Connecting instance and model sparsity in multiple instance learning

Multiple instance learning (MIL) is a problem structure in which large sets of instances are grouped into ensembles/bags and labels are provided only at bag level. A general formulation is that the probability of a bag being positive is estimated as the maximum probability of being positive across its set of instances. Accurate bag label prediction depends on the effective identification of the instances with the maximum probability of being positive. These instances may be very sparse (i.e., low witness rates). We exemplify our study by structuring a data generation process mimicking an archetypal MIL problem: the prediction of a patient’s disease state based on immune receptor sequences of a very large number of adaptive immune cells, where only a few are involved in the etiology of the given disease. We exemplify our study by designing a data generation process mimicking an archetypal MIL problem: predicting a patient’s disease state based on immune receptor sequences from a large number of adaptive immune cells, where only a few contribute to the etiology of the disease. We thus consider cases where instances are short sequences and explore under which circumstances the sparsity of instance relevance for bag labels (low witness rate) corresponds to a sparsity of feature relevance for the determination (prediction) of bag labels.
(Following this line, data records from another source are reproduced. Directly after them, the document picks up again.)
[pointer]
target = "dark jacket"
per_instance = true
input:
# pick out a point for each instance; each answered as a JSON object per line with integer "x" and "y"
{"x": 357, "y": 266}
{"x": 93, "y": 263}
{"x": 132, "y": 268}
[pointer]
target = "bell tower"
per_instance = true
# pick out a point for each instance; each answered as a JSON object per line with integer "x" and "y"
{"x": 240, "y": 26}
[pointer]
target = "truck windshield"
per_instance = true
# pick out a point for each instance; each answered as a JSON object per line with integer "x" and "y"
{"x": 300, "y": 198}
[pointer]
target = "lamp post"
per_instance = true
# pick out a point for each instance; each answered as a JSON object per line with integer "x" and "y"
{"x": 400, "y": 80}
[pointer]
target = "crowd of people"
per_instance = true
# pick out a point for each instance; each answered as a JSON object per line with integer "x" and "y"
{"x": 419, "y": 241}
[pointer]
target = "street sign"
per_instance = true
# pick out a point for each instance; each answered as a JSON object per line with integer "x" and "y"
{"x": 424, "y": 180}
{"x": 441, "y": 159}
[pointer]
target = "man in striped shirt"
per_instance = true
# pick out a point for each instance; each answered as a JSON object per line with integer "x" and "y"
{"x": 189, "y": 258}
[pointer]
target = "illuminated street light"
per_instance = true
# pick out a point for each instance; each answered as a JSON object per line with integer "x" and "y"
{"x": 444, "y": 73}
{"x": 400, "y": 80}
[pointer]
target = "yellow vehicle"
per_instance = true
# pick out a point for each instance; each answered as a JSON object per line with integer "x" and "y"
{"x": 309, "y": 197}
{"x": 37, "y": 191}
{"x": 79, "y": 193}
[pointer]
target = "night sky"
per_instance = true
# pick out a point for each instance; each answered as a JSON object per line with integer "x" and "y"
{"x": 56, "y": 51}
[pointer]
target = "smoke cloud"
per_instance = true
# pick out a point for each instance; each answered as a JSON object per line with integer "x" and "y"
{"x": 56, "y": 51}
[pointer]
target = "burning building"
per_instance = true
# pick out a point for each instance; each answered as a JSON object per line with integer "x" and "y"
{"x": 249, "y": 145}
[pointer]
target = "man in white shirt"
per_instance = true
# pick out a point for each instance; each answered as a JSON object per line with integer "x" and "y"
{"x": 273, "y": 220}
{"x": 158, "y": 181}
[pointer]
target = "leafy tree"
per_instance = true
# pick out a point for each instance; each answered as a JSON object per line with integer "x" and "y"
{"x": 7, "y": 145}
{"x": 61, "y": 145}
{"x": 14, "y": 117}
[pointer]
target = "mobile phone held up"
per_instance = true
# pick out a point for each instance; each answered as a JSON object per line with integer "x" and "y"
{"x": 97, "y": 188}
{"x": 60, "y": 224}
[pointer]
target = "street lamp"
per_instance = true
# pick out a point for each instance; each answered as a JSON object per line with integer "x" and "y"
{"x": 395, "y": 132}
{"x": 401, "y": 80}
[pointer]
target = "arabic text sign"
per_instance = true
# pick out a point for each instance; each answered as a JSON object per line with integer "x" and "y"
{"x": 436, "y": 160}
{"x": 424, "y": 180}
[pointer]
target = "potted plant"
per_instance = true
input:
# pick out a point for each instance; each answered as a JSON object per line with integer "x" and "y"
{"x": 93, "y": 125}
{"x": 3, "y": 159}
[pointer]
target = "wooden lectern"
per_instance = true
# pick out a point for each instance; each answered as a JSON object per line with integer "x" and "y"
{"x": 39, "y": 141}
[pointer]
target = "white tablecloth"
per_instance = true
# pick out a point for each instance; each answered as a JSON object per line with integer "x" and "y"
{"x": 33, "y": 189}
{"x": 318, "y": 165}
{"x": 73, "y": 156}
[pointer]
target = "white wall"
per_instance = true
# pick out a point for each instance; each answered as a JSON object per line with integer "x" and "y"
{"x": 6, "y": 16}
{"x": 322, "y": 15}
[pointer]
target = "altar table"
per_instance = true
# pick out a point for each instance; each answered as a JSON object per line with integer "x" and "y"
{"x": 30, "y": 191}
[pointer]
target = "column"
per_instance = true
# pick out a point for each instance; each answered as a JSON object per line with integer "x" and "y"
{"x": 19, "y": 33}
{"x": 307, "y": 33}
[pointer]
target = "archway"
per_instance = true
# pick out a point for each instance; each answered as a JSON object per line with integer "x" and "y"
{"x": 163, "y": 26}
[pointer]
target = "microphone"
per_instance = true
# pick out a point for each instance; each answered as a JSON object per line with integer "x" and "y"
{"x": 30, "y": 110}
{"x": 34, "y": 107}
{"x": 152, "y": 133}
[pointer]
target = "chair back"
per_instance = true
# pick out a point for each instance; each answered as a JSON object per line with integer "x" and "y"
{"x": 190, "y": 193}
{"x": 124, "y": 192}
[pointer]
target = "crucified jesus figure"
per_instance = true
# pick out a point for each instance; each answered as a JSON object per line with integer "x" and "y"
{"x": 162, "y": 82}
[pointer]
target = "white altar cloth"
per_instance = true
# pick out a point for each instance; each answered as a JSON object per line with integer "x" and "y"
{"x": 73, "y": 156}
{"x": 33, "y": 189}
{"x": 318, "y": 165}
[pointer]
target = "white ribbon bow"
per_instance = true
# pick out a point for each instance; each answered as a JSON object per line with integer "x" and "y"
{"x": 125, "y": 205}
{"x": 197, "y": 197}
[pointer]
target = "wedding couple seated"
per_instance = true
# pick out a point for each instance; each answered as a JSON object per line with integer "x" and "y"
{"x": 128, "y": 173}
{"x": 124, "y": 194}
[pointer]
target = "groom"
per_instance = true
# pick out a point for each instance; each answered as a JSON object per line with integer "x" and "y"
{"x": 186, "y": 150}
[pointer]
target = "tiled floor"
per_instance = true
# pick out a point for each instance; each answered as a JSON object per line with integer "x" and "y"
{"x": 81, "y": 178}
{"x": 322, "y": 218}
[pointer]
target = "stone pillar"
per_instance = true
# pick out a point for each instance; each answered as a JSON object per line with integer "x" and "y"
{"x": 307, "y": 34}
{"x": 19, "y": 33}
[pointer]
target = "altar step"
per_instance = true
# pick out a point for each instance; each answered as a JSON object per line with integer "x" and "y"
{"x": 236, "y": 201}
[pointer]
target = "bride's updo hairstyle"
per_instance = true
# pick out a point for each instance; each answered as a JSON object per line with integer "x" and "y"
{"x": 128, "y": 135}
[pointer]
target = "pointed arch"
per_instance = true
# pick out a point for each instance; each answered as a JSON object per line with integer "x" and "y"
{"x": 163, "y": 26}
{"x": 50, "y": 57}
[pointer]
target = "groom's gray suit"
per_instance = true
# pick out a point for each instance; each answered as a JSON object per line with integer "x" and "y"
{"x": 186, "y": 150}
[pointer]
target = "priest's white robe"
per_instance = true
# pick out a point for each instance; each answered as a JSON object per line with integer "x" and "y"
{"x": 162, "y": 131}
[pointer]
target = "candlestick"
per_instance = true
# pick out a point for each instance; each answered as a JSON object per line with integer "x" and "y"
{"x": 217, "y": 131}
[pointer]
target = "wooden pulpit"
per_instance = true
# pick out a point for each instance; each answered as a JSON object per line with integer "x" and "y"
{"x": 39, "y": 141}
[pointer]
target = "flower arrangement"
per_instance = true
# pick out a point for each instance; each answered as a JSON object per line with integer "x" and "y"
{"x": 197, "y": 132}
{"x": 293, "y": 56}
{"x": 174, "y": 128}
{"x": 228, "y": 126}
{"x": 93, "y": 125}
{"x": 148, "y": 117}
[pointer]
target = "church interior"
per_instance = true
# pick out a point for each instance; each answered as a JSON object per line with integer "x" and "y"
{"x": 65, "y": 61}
In such circumstances, we explore for which condition the different sparsities could support the detection of positive instances and relevant features, as well as exploring when such sparsity increases the effectiveness of strongly regularised LASSO models. For the task, we constructed a data-generating process where bags are composed of large sets of short sequences and systematically explored how strongly regularised logistic regression models performed across a range of data simulation parameterisations. We conclude by quantitatively reporting at which MIL problem characteristics bag label prediction is accurate even at lower witness rates. Our approach and finding provide a robust guide on the limits of multiple instance learning problems with sparse data. In particular, we provide a statistical support for experimental campaigns on immune receptors highlighting data requirements for a desirable identification accuracy of the etiology of the given disease.